Step 4: Add Sprigs of Leaves to the Main Circlet
The “main circlet” is an undulating piece of wire to which many sprigs of leaves are attached. It is flattened in some places into a thin, ribbon-like section that can curl around various sprigs, and at the back of the crown the ends are finished in two more ribbon-like pieces. I hammered these areas flat on a steel block and shaped them carefully with needle-nosed pliers. Soldering the sprigs of leaves to the circlet was arguably the most daunting part of the job, made somewhat easier by the realization that a butane microtorch would be hot enough, and more controllable, to work on the delicate piece than a plumber’s torch (watches the professional jewelers laugh). I also used a lot of Wite-Out. Surprised? It retards the remelting of solder so your pieces don’t fall apart in areas you’ve already assembled. At least that’s what it’s supposed to do…and did I mention it sometimes catches fire from the torch? In addition to attaching sprigs and leaves, I also had to address the method by which I would attach the flowers when the metalwork was finished. In the end, I decided to cut discs of copper sheet using a circle punch and solder them onto the crown so that there would be a large enough area to which I could adhere each flower.
Step 5: Electroplating
I had my local jeweler send the crown out for this, as I did not possess the right equipment. When it came back, all the leaves and stems were a lovely, uniform, satin rhodium finish. More expensive than I expected. I would have made the whole crown out of solid sterling had I known it would cost so much.

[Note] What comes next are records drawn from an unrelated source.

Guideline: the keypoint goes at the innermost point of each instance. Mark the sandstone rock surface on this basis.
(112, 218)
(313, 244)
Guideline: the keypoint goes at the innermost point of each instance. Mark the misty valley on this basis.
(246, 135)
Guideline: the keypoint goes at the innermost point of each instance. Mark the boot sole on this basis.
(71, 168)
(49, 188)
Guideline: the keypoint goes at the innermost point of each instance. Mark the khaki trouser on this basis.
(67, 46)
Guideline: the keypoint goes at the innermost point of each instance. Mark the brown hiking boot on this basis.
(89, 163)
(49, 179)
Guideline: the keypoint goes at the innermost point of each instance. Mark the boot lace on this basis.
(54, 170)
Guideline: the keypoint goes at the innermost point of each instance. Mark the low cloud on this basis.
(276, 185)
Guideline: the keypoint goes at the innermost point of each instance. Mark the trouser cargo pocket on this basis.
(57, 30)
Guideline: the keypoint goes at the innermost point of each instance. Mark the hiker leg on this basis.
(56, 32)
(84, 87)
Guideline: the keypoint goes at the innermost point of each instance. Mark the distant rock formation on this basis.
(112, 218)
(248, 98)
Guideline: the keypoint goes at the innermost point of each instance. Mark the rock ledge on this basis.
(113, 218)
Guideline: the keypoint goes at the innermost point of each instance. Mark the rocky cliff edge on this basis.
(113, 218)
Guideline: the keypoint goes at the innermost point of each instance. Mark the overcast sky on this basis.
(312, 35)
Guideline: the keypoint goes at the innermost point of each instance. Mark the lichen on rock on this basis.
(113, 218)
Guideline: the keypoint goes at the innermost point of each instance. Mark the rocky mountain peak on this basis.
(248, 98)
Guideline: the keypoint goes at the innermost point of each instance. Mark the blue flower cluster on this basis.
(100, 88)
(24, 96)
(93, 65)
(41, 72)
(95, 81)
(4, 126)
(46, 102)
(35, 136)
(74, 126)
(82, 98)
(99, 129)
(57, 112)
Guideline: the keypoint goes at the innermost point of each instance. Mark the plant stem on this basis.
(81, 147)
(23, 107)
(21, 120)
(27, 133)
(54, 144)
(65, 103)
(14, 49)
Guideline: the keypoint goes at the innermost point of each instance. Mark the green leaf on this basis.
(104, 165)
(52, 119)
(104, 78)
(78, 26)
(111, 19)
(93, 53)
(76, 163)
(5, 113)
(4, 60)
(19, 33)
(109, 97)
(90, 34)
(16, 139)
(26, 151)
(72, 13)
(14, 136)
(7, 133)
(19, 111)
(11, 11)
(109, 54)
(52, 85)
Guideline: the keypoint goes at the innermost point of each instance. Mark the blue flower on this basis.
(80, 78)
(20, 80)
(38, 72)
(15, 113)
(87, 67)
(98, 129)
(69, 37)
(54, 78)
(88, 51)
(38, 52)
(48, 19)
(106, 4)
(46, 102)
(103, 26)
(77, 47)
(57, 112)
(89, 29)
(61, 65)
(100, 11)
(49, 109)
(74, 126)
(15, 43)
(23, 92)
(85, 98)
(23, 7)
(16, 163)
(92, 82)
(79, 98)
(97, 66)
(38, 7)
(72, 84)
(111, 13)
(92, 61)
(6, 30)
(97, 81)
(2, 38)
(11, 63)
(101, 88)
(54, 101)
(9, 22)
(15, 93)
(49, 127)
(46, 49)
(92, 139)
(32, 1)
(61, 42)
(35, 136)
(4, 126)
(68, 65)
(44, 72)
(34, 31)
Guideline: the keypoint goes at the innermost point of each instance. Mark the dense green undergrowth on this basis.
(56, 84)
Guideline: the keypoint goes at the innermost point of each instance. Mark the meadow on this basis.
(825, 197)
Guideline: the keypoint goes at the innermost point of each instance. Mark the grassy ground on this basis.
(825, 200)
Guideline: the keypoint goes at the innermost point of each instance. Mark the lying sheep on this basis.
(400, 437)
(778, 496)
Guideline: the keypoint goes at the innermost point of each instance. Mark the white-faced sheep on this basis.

Step 6: Cut and Shape the Flowers
I used a cutting wheel on my Dremel tool to cut thin disc-shaped shell beads into the small laurel blossoms, drilling a small hole in the center of each through which to place the stamens later. I used the cutting tool again to shape tiny darker shell beads into the AAA blossom. (Note for jewelry-makers: Shell dust is TOXIC. Research and take the appropriate precautions.)
The stamens: Using a technique called “balling”, I heated the tip of a piece of brass wire until it melted and balled up at the end. Then I cut the piece to length, cleaned it, and hammered the non-balled end flat. Sticking these flat ends through a drilled center hole in each laurel flower, I then folded them apart on the backside of the flower, a bit like three one-pronged brads. I hope this will help prevent them from falling out if the piece is ever bumped.